After his death and the other serious injuries in this year’s Fiesta, some have suggested that the encierros be restricted to those who know what they are doing and who run with the bulls having properly prepared themselves for the task. In short that it be restricted to “professional runners”. I, however, think that the encierro should be left as it is, i.e. open to any sober adult who wants to run it.
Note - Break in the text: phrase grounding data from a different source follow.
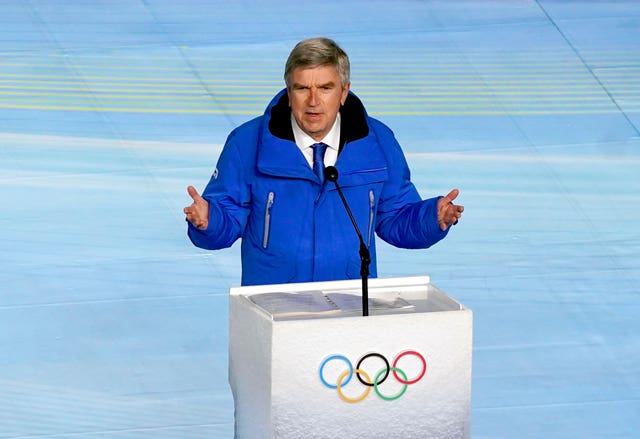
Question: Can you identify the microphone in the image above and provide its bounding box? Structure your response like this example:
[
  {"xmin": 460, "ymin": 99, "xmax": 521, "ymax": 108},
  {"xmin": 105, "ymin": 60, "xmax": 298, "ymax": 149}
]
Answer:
[
  {"xmin": 324, "ymin": 166, "xmax": 371, "ymax": 317},
  {"xmin": 324, "ymin": 165, "xmax": 339, "ymax": 183}
]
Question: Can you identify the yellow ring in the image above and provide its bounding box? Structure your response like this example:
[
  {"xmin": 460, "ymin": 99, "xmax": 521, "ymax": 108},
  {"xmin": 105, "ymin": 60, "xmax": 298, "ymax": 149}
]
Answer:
[{"xmin": 336, "ymin": 368, "xmax": 372, "ymax": 403}]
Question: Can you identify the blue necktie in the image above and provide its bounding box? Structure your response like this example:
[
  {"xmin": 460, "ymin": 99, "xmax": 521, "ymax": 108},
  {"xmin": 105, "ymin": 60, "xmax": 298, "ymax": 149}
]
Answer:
[{"xmin": 311, "ymin": 143, "xmax": 327, "ymax": 184}]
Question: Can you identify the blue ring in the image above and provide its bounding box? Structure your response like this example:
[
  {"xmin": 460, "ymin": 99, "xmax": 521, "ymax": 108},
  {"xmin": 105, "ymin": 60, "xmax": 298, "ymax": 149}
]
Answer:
[{"xmin": 319, "ymin": 355, "xmax": 353, "ymax": 389}]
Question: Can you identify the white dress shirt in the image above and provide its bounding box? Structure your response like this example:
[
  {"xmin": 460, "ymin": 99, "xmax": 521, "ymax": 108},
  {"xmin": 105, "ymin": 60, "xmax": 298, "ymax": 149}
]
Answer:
[{"xmin": 291, "ymin": 113, "xmax": 340, "ymax": 168}]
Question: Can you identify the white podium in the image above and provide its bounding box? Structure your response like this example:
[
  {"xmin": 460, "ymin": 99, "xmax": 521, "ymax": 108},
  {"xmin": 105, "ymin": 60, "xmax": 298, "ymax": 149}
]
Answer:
[{"xmin": 229, "ymin": 276, "xmax": 472, "ymax": 439}]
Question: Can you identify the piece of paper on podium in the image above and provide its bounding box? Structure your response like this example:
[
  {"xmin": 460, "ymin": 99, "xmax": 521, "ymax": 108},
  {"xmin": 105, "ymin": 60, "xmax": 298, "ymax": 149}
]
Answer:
[{"xmin": 248, "ymin": 290, "xmax": 415, "ymax": 318}]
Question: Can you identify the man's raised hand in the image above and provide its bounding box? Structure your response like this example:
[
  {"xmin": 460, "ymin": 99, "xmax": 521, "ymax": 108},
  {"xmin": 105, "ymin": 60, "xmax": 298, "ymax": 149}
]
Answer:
[
  {"xmin": 184, "ymin": 186, "xmax": 209, "ymax": 230},
  {"xmin": 437, "ymin": 189, "xmax": 464, "ymax": 231}
]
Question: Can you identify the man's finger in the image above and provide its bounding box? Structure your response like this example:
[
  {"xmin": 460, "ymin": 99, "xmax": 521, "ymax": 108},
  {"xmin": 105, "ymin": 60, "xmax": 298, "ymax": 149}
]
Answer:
[
  {"xmin": 187, "ymin": 185, "xmax": 202, "ymax": 202},
  {"xmin": 443, "ymin": 188, "xmax": 459, "ymax": 204}
]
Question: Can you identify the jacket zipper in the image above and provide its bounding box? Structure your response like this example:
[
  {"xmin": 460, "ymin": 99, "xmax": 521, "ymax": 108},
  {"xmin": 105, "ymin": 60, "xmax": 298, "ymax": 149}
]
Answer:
[
  {"xmin": 263, "ymin": 191, "xmax": 275, "ymax": 249},
  {"xmin": 367, "ymin": 189, "xmax": 375, "ymax": 247}
]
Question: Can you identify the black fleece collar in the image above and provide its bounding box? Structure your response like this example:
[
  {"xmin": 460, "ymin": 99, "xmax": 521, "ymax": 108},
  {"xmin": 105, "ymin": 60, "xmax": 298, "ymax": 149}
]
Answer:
[{"xmin": 268, "ymin": 91, "xmax": 370, "ymax": 153}]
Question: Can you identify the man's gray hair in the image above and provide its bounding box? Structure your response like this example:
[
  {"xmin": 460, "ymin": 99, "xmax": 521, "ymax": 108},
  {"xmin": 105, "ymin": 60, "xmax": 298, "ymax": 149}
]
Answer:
[{"xmin": 284, "ymin": 37, "xmax": 350, "ymax": 88}]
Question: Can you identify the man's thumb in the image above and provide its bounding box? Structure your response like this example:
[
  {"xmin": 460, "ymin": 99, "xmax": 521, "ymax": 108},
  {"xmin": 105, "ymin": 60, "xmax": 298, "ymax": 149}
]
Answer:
[
  {"xmin": 444, "ymin": 188, "xmax": 459, "ymax": 203},
  {"xmin": 187, "ymin": 185, "xmax": 201, "ymax": 201}
]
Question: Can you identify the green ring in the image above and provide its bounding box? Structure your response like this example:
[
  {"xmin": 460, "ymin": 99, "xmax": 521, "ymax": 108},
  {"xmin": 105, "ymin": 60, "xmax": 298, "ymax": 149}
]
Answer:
[{"xmin": 374, "ymin": 367, "xmax": 408, "ymax": 401}]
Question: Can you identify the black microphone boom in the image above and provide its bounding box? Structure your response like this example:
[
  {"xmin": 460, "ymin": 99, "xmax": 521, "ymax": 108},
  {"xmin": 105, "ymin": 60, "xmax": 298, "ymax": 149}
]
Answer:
[{"xmin": 324, "ymin": 166, "xmax": 370, "ymax": 317}]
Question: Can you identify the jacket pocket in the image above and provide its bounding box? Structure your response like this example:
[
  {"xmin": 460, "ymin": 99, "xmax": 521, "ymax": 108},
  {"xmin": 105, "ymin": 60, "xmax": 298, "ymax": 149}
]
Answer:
[
  {"xmin": 263, "ymin": 191, "xmax": 275, "ymax": 248},
  {"xmin": 338, "ymin": 167, "xmax": 388, "ymax": 189}
]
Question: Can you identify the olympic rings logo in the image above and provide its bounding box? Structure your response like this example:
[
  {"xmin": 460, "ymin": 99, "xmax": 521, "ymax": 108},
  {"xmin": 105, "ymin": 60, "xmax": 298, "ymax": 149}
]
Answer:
[{"xmin": 319, "ymin": 350, "xmax": 427, "ymax": 403}]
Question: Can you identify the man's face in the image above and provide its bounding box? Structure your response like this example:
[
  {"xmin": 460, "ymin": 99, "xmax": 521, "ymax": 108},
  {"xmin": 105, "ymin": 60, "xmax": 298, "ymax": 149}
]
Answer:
[{"xmin": 288, "ymin": 65, "xmax": 350, "ymax": 142}]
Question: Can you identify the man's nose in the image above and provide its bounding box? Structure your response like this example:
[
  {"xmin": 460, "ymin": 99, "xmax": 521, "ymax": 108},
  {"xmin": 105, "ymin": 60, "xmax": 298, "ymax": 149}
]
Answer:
[{"xmin": 308, "ymin": 88, "xmax": 319, "ymax": 105}]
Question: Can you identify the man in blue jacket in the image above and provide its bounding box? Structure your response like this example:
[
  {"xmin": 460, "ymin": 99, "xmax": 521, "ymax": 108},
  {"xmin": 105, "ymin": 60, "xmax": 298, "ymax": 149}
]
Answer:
[{"xmin": 184, "ymin": 37, "xmax": 463, "ymax": 286}]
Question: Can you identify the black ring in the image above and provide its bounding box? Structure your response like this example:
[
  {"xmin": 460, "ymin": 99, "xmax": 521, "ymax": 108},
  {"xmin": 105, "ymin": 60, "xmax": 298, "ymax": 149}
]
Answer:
[{"xmin": 356, "ymin": 352, "xmax": 390, "ymax": 387}]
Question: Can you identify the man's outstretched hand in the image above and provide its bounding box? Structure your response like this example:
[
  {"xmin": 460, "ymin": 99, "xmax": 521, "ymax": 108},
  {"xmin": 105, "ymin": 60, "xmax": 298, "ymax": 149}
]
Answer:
[
  {"xmin": 437, "ymin": 189, "xmax": 464, "ymax": 231},
  {"xmin": 184, "ymin": 186, "xmax": 209, "ymax": 230}
]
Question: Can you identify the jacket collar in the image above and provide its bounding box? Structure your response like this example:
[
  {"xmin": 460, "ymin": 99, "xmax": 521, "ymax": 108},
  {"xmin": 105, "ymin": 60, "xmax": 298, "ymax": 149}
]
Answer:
[
  {"xmin": 266, "ymin": 89, "xmax": 370, "ymax": 147},
  {"xmin": 258, "ymin": 89, "xmax": 371, "ymax": 179}
]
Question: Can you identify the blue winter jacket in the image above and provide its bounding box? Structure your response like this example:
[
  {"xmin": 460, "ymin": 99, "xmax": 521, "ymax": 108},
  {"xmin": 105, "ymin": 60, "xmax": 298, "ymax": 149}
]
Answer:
[{"xmin": 188, "ymin": 89, "xmax": 449, "ymax": 286}]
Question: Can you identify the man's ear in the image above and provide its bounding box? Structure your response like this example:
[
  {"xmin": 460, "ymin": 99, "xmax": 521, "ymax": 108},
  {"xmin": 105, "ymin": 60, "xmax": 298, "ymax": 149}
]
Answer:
[{"xmin": 341, "ymin": 82, "xmax": 351, "ymax": 106}]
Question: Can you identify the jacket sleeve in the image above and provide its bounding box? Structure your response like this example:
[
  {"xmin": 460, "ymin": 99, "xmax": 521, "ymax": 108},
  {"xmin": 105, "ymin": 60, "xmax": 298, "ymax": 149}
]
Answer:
[
  {"xmin": 187, "ymin": 131, "xmax": 251, "ymax": 250},
  {"xmin": 373, "ymin": 124, "xmax": 449, "ymax": 249}
]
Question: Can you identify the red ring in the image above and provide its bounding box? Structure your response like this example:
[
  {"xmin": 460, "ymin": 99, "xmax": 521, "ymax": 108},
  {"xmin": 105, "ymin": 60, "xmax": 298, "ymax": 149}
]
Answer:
[{"xmin": 392, "ymin": 350, "xmax": 426, "ymax": 384}]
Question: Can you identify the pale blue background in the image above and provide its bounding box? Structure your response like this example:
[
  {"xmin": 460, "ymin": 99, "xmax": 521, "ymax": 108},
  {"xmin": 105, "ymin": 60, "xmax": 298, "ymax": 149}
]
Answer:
[{"xmin": 1, "ymin": 1, "xmax": 638, "ymax": 437}]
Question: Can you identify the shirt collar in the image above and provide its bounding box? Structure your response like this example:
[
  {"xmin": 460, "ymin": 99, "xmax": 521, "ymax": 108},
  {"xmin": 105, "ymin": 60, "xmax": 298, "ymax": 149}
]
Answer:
[{"xmin": 291, "ymin": 113, "xmax": 341, "ymax": 152}]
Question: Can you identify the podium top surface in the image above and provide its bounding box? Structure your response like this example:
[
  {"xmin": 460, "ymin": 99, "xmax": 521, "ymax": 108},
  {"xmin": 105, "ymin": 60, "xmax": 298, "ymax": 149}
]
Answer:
[{"xmin": 229, "ymin": 276, "xmax": 467, "ymax": 321}]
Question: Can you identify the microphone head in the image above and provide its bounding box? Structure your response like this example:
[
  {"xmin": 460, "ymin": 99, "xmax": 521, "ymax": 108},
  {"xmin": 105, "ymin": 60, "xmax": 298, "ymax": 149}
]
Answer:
[{"xmin": 324, "ymin": 166, "xmax": 338, "ymax": 182}]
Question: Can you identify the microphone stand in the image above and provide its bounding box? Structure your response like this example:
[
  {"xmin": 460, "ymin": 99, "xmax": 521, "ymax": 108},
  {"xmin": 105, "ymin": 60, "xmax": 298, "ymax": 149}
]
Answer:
[{"xmin": 325, "ymin": 166, "xmax": 370, "ymax": 316}]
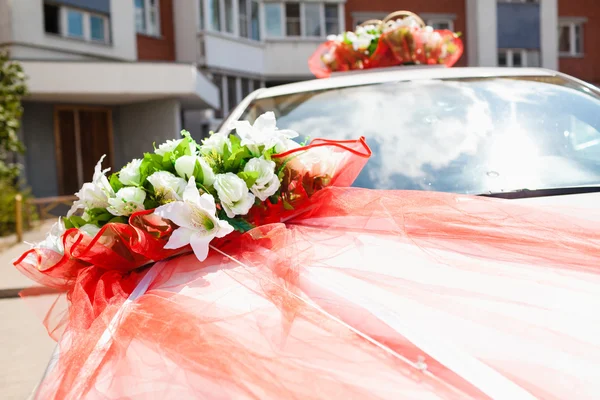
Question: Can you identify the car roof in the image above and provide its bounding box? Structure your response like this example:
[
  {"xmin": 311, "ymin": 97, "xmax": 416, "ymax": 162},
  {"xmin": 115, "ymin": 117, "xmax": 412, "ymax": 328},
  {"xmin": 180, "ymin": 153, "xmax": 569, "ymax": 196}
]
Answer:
[{"xmin": 256, "ymin": 67, "xmax": 557, "ymax": 99}]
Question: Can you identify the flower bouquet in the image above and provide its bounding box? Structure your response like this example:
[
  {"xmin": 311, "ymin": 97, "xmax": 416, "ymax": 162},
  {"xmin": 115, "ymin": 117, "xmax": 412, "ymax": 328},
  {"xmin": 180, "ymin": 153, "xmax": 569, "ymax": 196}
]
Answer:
[
  {"xmin": 308, "ymin": 10, "xmax": 463, "ymax": 78},
  {"xmin": 14, "ymin": 112, "xmax": 370, "ymax": 335}
]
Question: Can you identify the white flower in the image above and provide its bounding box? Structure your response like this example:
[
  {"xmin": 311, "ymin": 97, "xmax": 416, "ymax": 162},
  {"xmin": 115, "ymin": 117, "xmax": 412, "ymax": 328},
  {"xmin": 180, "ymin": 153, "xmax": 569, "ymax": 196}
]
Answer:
[
  {"xmin": 147, "ymin": 171, "xmax": 187, "ymax": 202},
  {"xmin": 174, "ymin": 155, "xmax": 215, "ymax": 186},
  {"xmin": 80, "ymin": 224, "xmax": 101, "ymax": 237},
  {"xmin": 233, "ymin": 112, "xmax": 298, "ymax": 156},
  {"xmin": 422, "ymin": 26, "xmax": 442, "ymax": 47},
  {"xmin": 155, "ymin": 138, "xmax": 197, "ymax": 156},
  {"xmin": 244, "ymin": 157, "xmax": 280, "ymax": 201},
  {"xmin": 275, "ymin": 138, "xmax": 301, "ymax": 154},
  {"xmin": 119, "ymin": 158, "xmax": 142, "ymax": 186},
  {"xmin": 35, "ymin": 217, "xmax": 66, "ymax": 254},
  {"xmin": 213, "ymin": 173, "xmax": 255, "ymax": 218},
  {"xmin": 154, "ymin": 178, "xmax": 234, "ymax": 261},
  {"xmin": 68, "ymin": 155, "xmax": 115, "ymax": 217},
  {"xmin": 289, "ymin": 146, "xmax": 346, "ymax": 179},
  {"xmin": 200, "ymin": 131, "xmax": 232, "ymax": 156},
  {"xmin": 107, "ymin": 187, "xmax": 146, "ymax": 216},
  {"xmin": 384, "ymin": 17, "xmax": 420, "ymax": 32}
]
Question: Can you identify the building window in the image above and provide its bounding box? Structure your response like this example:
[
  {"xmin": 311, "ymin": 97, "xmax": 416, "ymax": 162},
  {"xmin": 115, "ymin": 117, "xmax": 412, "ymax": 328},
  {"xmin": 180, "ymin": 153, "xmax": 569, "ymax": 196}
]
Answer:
[
  {"xmin": 213, "ymin": 74, "xmax": 224, "ymax": 118},
  {"xmin": 325, "ymin": 4, "xmax": 339, "ymax": 35},
  {"xmin": 251, "ymin": 0, "xmax": 260, "ymax": 40},
  {"xmin": 497, "ymin": 49, "xmax": 540, "ymax": 67},
  {"xmin": 44, "ymin": 4, "xmax": 60, "ymax": 34},
  {"xmin": 66, "ymin": 9, "xmax": 84, "ymax": 38},
  {"xmin": 241, "ymin": 78, "xmax": 251, "ymax": 98},
  {"xmin": 44, "ymin": 3, "xmax": 110, "ymax": 44},
  {"xmin": 135, "ymin": 0, "xmax": 160, "ymax": 36},
  {"xmin": 208, "ymin": 0, "xmax": 221, "ymax": 31},
  {"xmin": 90, "ymin": 15, "xmax": 107, "ymax": 42},
  {"xmin": 558, "ymin": 20, "xmax": 584, "ymax": 57},
  {"xmin": 427, "ymin": 19, "xmax": 454, "ymax": 31},
  {"xmin": 227, "ymin": 76, "xmax": 238, "ymax": 111},
  {"xmin": 224, "ymin": 0, "xmax": 234, "ymax": 33},
  {"xmin": 238, "ymin": 0, "xmax": 248, "ymax": 37},
  {"xmin": 285, "ymin": 3, "xmax": 301, "ymax": 36},
  {"xmin": 265, "ymin": 3, "xmax": 283, "ymax": 37},
  {"xmin": 303, "ymin": 3, "xmax": 322, "ymax": 37}
]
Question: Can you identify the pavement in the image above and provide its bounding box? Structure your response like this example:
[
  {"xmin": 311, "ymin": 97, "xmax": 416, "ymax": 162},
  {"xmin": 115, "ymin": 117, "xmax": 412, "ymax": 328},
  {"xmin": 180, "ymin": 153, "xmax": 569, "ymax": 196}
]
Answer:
[{"xmin": 0, "ymin": 220, "xmax": 58, "ymax": 400}]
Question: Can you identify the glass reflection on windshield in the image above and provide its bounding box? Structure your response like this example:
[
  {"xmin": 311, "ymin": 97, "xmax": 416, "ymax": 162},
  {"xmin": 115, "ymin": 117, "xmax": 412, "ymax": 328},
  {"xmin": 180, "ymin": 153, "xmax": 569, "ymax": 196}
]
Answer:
[{"xmin": 237, "ymin": 77, "xmax": 600, "ymax": 194}]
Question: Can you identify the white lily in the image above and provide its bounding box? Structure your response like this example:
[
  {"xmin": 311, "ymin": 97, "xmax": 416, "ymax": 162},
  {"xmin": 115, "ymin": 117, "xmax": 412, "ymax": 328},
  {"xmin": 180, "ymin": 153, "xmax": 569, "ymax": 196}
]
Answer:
[
  {"xmin": 68, "ymin": 155, "xmax": 115, "ymax": 217},
  {"xmin": 233, "ymin": 112, "xmax": 298, "ymax": 156},
  {"xmin": 79, "ymin": 224, "xmax": 101, "ymax": 237},
  {"xmin": 154, "ymin": 178, "xmax": 234, "ymax": 261},
  {"xmin": 35, "ymin": 217, "xmax": 66, "ymax": 254}
]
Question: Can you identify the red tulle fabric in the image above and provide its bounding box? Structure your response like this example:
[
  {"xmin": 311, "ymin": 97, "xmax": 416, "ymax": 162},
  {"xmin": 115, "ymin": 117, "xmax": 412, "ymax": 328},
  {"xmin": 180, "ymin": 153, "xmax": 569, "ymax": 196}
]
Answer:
[
  {"xmin": 16, "ymin": 138, "xmax": 600, "ymax": 399},
  {"xmin": 308, "ymin": 29, "xmax": 464, "ymax": 78}
]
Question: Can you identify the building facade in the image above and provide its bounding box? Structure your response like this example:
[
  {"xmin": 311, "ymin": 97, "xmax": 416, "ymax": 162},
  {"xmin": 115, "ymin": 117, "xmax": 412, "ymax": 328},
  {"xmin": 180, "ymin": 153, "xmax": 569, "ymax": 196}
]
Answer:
[{"xmin": 1, "ymin": 0, "xmax": 599, "ymax": 198}]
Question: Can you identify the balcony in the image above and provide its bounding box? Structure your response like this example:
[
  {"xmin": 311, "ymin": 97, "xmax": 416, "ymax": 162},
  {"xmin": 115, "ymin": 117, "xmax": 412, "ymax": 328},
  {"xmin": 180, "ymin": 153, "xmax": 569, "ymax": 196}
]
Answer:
[
  {"xmin": 264, "ymin": 38, "xmax": 322, "ymax": 79},
  {"xmin": 198, "ymin": 31, "xmax": 265, "ymax": 76}
]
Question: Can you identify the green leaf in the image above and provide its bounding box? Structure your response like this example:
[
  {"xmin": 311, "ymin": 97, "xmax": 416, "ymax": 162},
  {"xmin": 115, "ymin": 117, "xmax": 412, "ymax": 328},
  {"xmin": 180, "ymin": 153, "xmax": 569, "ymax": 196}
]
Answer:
[
  {"xmin": 69, "ymin": 215, "xmax": 87, "ymax": 228},
  {"xmin": 63, "ymin": 218, "xmax": 75, "ymax": 229},
  {"xmin": 220, "ymin": 214, "xmax": 255, "ymax": 233},
  {"xmin": 192, "ymin": 159, "xmax": 204, "ymax": 183},
  {"xmin": 283, "ymin": 200, "xmax": 294, "ymax": 211},
  {"xmin": 108, "ymin": 216, "xmax": 128, "ymax": 224},
  {"xmin": 237, "ymin": 171, "xmax": 259, "ymax": 188},
  {"xmin": 109, "ymin": 173, "xmax": 124, "ymax": 192}
]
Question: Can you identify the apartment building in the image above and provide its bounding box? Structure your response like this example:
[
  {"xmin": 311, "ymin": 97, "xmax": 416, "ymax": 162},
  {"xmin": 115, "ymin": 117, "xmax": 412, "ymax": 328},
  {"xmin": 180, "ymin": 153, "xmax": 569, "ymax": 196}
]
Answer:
[
  {"xmin": 1, "ymin": 0, "xmax": 599, "ymax": 199},
  {"xmin": 0, "ymin": 0, "xmax": 219, "ymax": 199}
]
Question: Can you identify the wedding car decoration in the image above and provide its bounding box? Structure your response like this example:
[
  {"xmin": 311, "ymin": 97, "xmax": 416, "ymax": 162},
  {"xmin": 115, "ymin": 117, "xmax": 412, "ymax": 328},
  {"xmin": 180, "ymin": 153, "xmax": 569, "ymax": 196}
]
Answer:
[{"xmin": 308, "ymin": 10, "xmax": 464, "ymax": 78}]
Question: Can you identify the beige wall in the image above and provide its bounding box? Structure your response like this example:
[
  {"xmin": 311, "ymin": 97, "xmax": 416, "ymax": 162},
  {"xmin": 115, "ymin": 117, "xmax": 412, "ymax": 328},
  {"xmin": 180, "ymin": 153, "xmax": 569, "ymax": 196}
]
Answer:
[{"xmin": 6, "ymin": 0, "xmax": 136, "ymax": 61}]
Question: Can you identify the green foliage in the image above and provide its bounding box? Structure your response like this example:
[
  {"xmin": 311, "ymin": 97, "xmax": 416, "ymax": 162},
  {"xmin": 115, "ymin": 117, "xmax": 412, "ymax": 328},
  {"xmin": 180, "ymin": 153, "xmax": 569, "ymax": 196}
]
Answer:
[
  {"xmin": 219, "ymin": 212, "xmax": 255, "ymax": 233},
  {"xmin": 0, "ymin": 180, "xmax": 36, "ymax": 236},
  {"xmin": 237, "ymin": 171, "xmax": 259, "ymax": 188},
  {"xmin": 0, "ymin": 50, "xmax": 28, "ymax": 182}
]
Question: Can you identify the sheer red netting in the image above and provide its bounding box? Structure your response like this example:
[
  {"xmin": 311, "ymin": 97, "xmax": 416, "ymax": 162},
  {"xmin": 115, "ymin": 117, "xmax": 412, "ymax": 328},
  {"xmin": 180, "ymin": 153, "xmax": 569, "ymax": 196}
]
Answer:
[{"xmin": 15, "ymin": 138, "xmax": 600, "ymax": 399}]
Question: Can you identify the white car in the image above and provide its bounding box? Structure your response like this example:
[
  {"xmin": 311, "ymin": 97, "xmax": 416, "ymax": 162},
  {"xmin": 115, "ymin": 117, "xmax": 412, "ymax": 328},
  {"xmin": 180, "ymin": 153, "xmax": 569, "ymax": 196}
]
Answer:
[{"xmin": 221, "ymin": 67, "xmax": 600, "ymax": 208}]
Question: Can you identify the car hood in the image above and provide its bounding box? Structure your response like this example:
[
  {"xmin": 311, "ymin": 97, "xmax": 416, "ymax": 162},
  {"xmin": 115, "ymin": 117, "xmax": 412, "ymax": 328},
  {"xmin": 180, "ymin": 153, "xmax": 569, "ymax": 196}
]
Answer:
[{"xmin": 509, "ymin": 191, "xmax": 600, "ymax": 221}]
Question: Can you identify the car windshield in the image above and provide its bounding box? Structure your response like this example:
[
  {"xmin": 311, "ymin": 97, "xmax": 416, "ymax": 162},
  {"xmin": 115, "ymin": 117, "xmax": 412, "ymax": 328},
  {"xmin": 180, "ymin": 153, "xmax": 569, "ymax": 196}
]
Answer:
[{"xmin": 236, "ymin": 76, "xmax": 600, "ymax": 194}]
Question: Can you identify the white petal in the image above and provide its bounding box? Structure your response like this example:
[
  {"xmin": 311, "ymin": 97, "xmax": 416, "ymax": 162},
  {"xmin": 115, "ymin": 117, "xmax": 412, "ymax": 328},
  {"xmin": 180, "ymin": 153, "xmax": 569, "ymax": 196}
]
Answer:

Those who participate are volunteers. No one is forcing them to do this, just as no one forces a boxer to enter the ring with an opponent who could, in theory at least, kill him. And what of skydiving, or even surfing, or road cycling? In Italy I practiced amateurial level road racing and occasionally there were riders who would fall off their bikes on steep descents in the Italian Alps and die. It was a always a rare event but you knew that there was a risk and tried to race as safely as possible, still life is full of surprises and bad luck does happen. I remember that I cycled because I loved the sport and loved the feeling of rushing down a mountain at 70 kilometers an hour on two very thin tires.
I didn’t want to get hurt but at the same time whenever I heard about people who had fallen badly I never thought about quitting. It was just a part of my sport and I imagine that those who run in the encierro feel the same way about theirs.
I remember once asking a bullfighter why he kept going back to fight, in spite of his many serious injuries and he told me, “John, death is all around us, and we are going to die no matter what we do eventually. The important, though, thing is how we live our lives.” Now perhaps I’m wrong but I think that this is also the essence of the Fiesta, how you live your life. My grandfather understood this when he went there for the first time in 1923 and it is something that I was able to see with my own eyes 85 years later.